Parish Councilman Elton Lagasse, whose district includes the Eisenhower neighborhood, put the onus on the former landlords to relocate their tenants. "They should have been the ones that help those families relocate," he said.

Charles Anderson, former owner of the Samuels' complex, did not return a call for comment.

No extension, Lagasse says

Lagasse also ruled out offering extensions to families, either for more time to find alternative housing or to wait out the holidays. The parish, as the new landlord, would be chiefly to blame should anything happen to the property while people live there, he said.

"God forbid somebody gets hurt or something burns. We would be responsible," Lagasse said.

As Louise Samuels rested in a back bedroom, her daughters spoke from amid the porcelain cats and cloth dolls they have collected over the years, a Halloween mask, a pendulum clock silenced minutes before 10 and cardboard boxes, some already starting to fill with items to be moved.

The sisters believe less in luck than providence. Last week they found a new place to live. "If you believe in God, then you know that was for us," Julia Samuels said.

The new apartment -- a three-bedroom unit in Kenner's Susan Park subdivision -- is not without its price. The family will pay $950 a month for it: $300 more than their place on Eisenhower, where rent had already risen twice after Katrina.

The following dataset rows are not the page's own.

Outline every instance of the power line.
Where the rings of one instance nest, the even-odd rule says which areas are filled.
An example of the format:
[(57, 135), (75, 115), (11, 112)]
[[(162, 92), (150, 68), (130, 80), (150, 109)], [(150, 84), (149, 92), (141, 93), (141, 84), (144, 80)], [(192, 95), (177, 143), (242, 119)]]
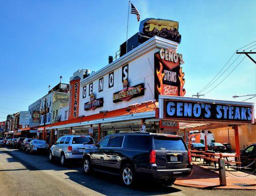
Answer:
[(241, 48), (239, 49), (237, 49), (236, 50), (237, 51), (237, 50), (239, 50), (239, 49), (243, 49), (244, 48), (246, 47), (247, 46), (249, 46), (249, 45), (251, 45), (252, 44), (253, 44), (253, 43), (255, 43), (255, 42), (256, 42), (256, 41), (255, 41), (254, 42), (252, 42), (252, 43), (250, 43), (250, 44), (247, 44), (247, 45), (244, 46), (243, 47), (242, 47), (242, 48)]
[(0, 107), (0, 109), (3, 109), (4, 110), (14, 110), (17, 111), (17, 109), (10, 109), (10, 108), (6, 108), (5, 107)]
[(246, 99), (243, 100), (242, 100), (242, 101), (246, 101), (246, 100), (251, 99), (251, 98), (255, 98), (256, 97), (256, 96), (254, 96), (254, 97), (251, 97), (251, 98), (247, 98)]
[(17, 99), (22, 99), (22, 100), (29, 100), (31, 101), (35, 101), (34, 99), (31, 99), (30, 98), (13, 98), (11, 97), (6, 97), (6, 96), (0, 96), (0, 98), (15, 98)]
[(234, 56), (234, 55), (235, 55), (235, 52), (234, 52), (234, 53), (233, 54), (233, 55), (231, 56), (231, 57), (229, 58), (229, 59), (228, 59), (228, 60), (227, 61), (227, 62), (226, 63), (226, 64), (224, 65), (224, 66), (223, 67), (223, 68), (222, 68), (222, 69), (221, 70), (221, 71), (220, 71), (220, 72), (218, 72), (218, 73), (216, 74), (216, 75), (215, 75), (215, 76), (210, 81), (210, 82), (209, 82), (204, 88), (203, 88), (203, 89), (202, 90), (201, 90), (201, 91), (200, 91), (198, 93), (201, 93), (202, 91), (203, 91), (203, 90), (204, 89), (205, 89), (205, 88), (206, 88), (207, 87), (207, 86), (210, 84), (211, 83), (211, 82), (212, 82), (212, 81), (214, 79), (215, 79), (215, 78), (218, 76), (218, 75), (219, 74), (220, 74), (221, 73), (221, 72), (224, 69), (224, 68), (226, 66), (226, 65), (227, 64), (227, 63), (228, 63), (228, 62), (229, 62), (229, 61), (231, 60), (231, 59), (232, 58), (232, 57), (233, 57), (233, 56)]
[(228, 75), (229, 75), (234, 70), (235, 70), (235, 69), (237, 67), (237, 66), (238, 66), (238, 65), (240, 65), (240, 64), (242, 62), (242, 61), (243, 61), (244, 60), (244, 59), (245, 58), (245, 56), (244, 57), (244, 58), (243, 59), (242, 59), (242, 60), (239, 62), (239, 63), (238, 63), (237, 64), (237, 65), (235, 67), (235, 68), (231, 71), (231, 72), (228, 74), (227, 74), (227, 75), (226, 76), (225, 76), (224, 79), (223, 79), (221, 81), (221, 82), (220, 82), (219, 84), (218, 84), (216, 86), (215, 86), (214, 88), (213, 88), (212, 89), (211, 89), (210, 91), (208, 91), (206, 93), (205, 93), (204, 95), (206, 95), (208, 93), (209, 93), (209, 92), (210, 92), (211, 91), (212, 91), (213, 90), (214, 90), (214, 89), (215, 89), (217, 86), (218, 86), (220, 84), (221, 84), (221, 83), (223, 82), (224, 81), (224, 80), (225, 80), (225, 79), (226, 79), (228, 76)]
[(201, 91), (201, 92), (202, 92), (203, 91), (205, 91), (206, 89), (208, 89), (211, 86), (212, 86), (213, 84), (214, 84), (218, 79), (220, 78), (229, 69), (229, 68), (233, 65), (233, 64), (237, 60), (237, 59), (239, 57), (241, 54), (239, 54), (237, 57), (235, 59), (234, 61), (225, 69), (224, 72), (217, 78), (213, 83), (212, 83), (210, 85), (209, 85), (205, 89)]

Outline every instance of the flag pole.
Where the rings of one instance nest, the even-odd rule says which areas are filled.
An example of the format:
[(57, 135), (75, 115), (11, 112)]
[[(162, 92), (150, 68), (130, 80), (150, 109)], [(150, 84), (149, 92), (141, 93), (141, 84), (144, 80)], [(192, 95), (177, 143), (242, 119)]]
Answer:
[(127, 29), (126, 31), (126, 53), (127, 53), (127, 40), (128, 40), (128, 25), (129, 24), (129, 12), (130, 11), (130, 1), (129, 0), (129, 5), (128, 6), (128, 17), (127, 19)]

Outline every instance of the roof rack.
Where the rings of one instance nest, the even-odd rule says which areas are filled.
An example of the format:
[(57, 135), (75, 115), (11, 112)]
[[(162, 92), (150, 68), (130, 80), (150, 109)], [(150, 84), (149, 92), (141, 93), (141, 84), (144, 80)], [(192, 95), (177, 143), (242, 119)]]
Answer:
[(122, 134), (122, 133), (138, 133), (138, 134), (149, 134), (149, 133), (148, 132), (142, 132), (142, 131), (126, 131), (126, 132), (122, 132), (117, 133), (118, 134)]

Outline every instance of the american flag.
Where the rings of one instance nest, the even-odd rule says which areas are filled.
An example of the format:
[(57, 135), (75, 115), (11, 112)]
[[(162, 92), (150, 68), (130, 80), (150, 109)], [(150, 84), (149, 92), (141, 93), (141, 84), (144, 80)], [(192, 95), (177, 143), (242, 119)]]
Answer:
[(130, 9), (130, 13), (133, 14), (136, 14), (137, 16), (137, 20), (138, 20), (138, 22), (139, 22), (140, 17), (139, 12), (138, 11), (138, 10), (137, 9), (137, 8), (136, 8), (136, 7), (135, 6), (134, 6), (132, 3), (131, 3), (130, 5), (131, 6), (131, 8)]

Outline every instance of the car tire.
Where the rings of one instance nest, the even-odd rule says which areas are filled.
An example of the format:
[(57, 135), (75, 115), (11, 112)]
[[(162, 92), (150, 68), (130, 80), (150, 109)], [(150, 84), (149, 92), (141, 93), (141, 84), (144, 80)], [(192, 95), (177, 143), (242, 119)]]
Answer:
[(49, 153), (49, 160), (52, 162), (54, 161), (54, 156), (53, 155), (53, 153), (52, 153), (51, 151), (50, 151)]
[(130, 164), (126, 164), (122, 169), (121, 177), (125, 186), (133, 187), (136, 181), (136, 174), (133, 167)]
[(64, 153), (62, 153), (61, 155), (61, 165), (63, 166), (66, 165), (66, 159)]
[(85, 157), (83, 160), (83, 172), (84, 173), (91, 173), (93, 171), (91, 160), (89, 157)]

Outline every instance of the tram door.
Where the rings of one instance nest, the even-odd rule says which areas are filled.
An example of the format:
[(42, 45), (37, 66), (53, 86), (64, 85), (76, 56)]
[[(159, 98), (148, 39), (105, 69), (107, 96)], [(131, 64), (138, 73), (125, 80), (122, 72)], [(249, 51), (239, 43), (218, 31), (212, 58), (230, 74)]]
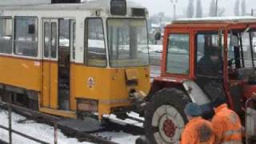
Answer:
[(43, 62), (42, 106), (58, 109), (58, 20), (43, 19)]

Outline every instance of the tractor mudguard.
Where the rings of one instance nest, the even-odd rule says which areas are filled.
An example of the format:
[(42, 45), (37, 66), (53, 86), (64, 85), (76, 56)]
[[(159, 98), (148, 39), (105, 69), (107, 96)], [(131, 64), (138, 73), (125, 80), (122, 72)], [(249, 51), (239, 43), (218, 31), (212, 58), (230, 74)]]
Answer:
[(209, 97), (194, 81), (186, 80), (182, 85), (191, 101), (200, 106), (202, 116), (205, 118), (210, 118), (214, 114), (214, 109)]
[(194, 81), (186, 80), (182, 85), (193, 102), (199, 106), (210, 103), (210, 98)]

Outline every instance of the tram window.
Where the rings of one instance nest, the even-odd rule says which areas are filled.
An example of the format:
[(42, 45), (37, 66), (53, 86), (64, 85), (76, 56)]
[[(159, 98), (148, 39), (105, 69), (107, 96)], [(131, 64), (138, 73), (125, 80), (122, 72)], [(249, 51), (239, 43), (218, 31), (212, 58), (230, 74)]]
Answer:
[(14, 52), (18, 55), (38, 55), (38, 22), (34, 18), (15, 18)]
[(102, 20), (101, 18), (87, 18), (86, 24), (86, 64), (93, 66), (106, 66), (106, 57)]
[(49, 50), (50, 49), (50, 23), (45, 22), (44, 24), (44, 56), (49, 57)]
[(50, 56), (51, 58), (56, 58), (57, 52), (57, 23), (51, 23), (51, 51)]
[(0, 53), (11, 54), (13, 42), (12, 19), (0, 18)]
[(73, 59), (75, 59), (75, 22), (73, 23)]

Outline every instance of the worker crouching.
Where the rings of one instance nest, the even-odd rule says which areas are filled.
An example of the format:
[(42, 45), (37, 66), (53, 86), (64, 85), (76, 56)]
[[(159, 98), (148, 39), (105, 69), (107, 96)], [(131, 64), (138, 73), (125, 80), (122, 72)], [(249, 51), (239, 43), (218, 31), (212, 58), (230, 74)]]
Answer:
[(216, 134), (216, 143), (242, 144), (242, 126), (238, 115), (229, 109), (221, 98), (214, 101), (214, 106), (215, 115), (211, 123)]
[(185, 108), (189, 122), (182, 134), (181, 144), (213, 144), (214, 134), (211, 123), (202, 117), (202, 110), (195, 103), (189, 103)]

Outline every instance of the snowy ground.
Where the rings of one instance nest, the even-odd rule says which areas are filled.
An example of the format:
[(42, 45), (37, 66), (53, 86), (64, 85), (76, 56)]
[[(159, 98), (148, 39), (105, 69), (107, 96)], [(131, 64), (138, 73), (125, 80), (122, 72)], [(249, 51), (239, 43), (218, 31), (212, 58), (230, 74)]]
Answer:
[[(8, 127), (8, 114), (6, 110), (0, 110), (0, 125)], [(40, 140), (54, 143), (54, 127), (37, 123), (32, 120), (26, 120), (25, 117), (18, 115), (17, 114), (12, 114), (12, 125), (13, 129), (19, 132), (26, 134), (34, 138), (37, 138)], [(109, 138), (114, 142), (118, 143), (134, 143), (138, 136), (134, 136), (124, 132), (102, 132), (95, 134), (97, 135), (102, 136), (103, 138)], [(5, 130), (0, 129), (0, 138), (3, 141), (8, 142), (9, 136), (8, 132)], [(13, 134), (13, 143), (14, 144), (34, 144), (30, 140), (22, 138), (18, 135)], [(59, 130), (58, 131), (58, 143), (60, 144), (90, 144), (90, 142), (78, 142), (76, 138), (67, 138)]]

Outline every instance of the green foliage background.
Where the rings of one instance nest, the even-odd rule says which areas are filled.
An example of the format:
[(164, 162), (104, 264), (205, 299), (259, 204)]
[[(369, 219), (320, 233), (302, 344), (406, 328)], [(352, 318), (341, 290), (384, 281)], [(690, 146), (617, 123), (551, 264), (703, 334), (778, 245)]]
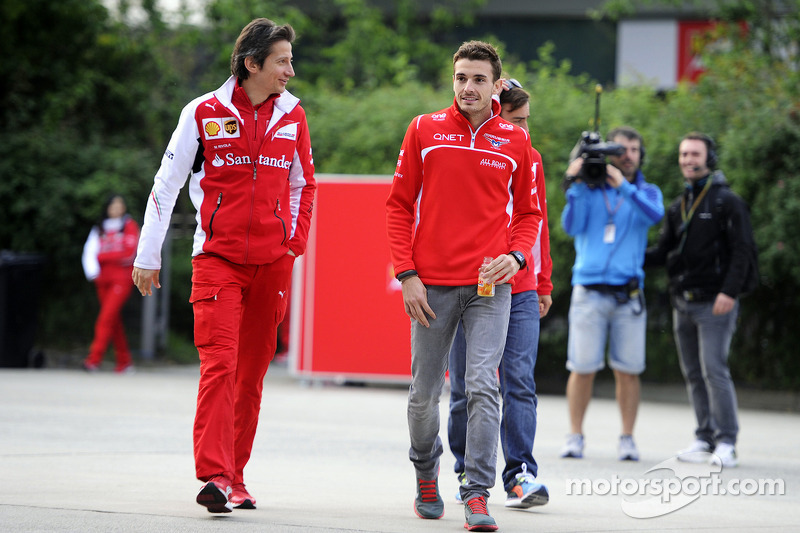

Louise Samuels receives $629 a month from Social Security, so she continues to work, said her daughters, who also contribute what they can.

McMorris Marcello, the family's legal advocate, said they had exhausted all avenues to glean financial help from the parish. Now they hope to tap into the $600,000 that Charles Anderson received for the forced sale of three Eisenhower properties to the parish. If unsuccessful, the family said, they will turn to their usual source for comfort.

"We'll be all right by the help of the Lord," Oneida Jack said.